【第316話】
消えたはぐりん
ガライさんの竪琴の魔力も虚しく理性を失ったクラーゴンは再度暴れた。クラーゴンの攻撃は一隻の船を沈め百人もの命が一瞬で消えた。私もクラーゴンの攻撃の直撃をうけそうになってアストロンを唱えた。そのあとの記憶はない。
「う・・・・ん・・・・・」
静かに目をあける。私は気がつくと砂浜にいた。近くからは静かに波の音が聞こえる。体を起すと、私の髪に砂がついていてパラパラと落ちる。足に鈍い痛みがあった。
「うっ・・・・・・」
もしかしたらヒビか悪ければ骨折をしているのかもしれない。私は足首に手をあてベホマを唱える。魔法はすぐに効果をあらわし足の痛みは消えた。

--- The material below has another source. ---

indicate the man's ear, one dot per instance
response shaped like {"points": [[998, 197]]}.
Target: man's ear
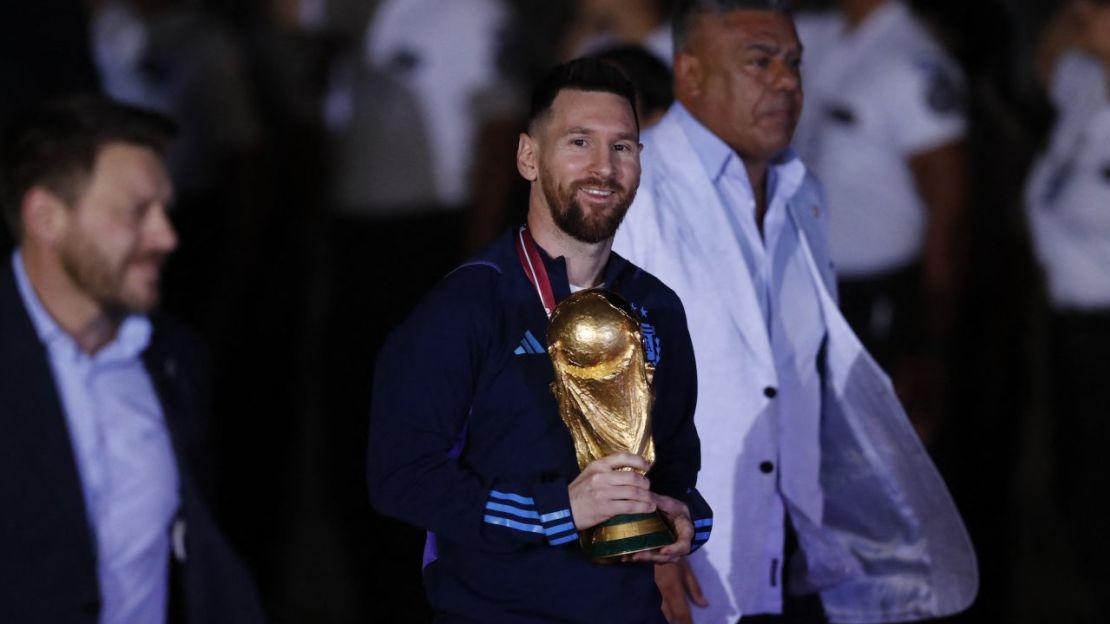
{"points": [[688, 77], [526, 158], [43, 214]]}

それにしても何故私は砂浜にいるのだろう。海の中でアストロンの魔法がとけるかと思ったが・・・・・アストロンが解けた後、私を陸まで連れてきてくれた人がいたのだろうか。私は何故無事だったのかわからなかったが夢ではないようだし、とりあえず命拾いはしたようだ。
しかし回りには誰もいなく、私一人だということに気が付く。ガライさんをはじめ、船に乗っていた人は無事脱出できたのだろうか。
私は立ち上がり、近くにあった砂まみれの自分の荷物を背負う。そのとき異変に気がついた。
「はぐりん!?」
はぐりんがいない。荷物袋の中にいたはずのはぐりんがいない!まさか海ではぐりんが取り残されたのでは!
「はぐりん!!!!」
私は辺りを見渡した。砂浜を注意深く見る。もしはぐりんがこの場を偵察しているのであれば砂浜にはぐりんのはった跡があるはずだ。しかしそのようなものは見かけなかった。
「はぐりん・・・・・・」
なんてことをしてしまったんだろう。アストロンをかける瞬間はぐりんが側にいなかったのか呪文が解けた瞬間はぐりんとはぐれてしまったのか。私はいつも側にいたはぐりんがいないことで愕然とした。
はぐりんと出会ったのはネクロゴンドだった。生まれたときから孤独だったはぐりんは親のことを知らなかった。私は母親は今でもアリアハンにいるが父のオルテガの記憶がないことに自分を重ねた。だから両親を探してあげたいと思った。それがこのような結果に・・・・・
私は大切な仲間を失った絶望感に打ちひしがれた。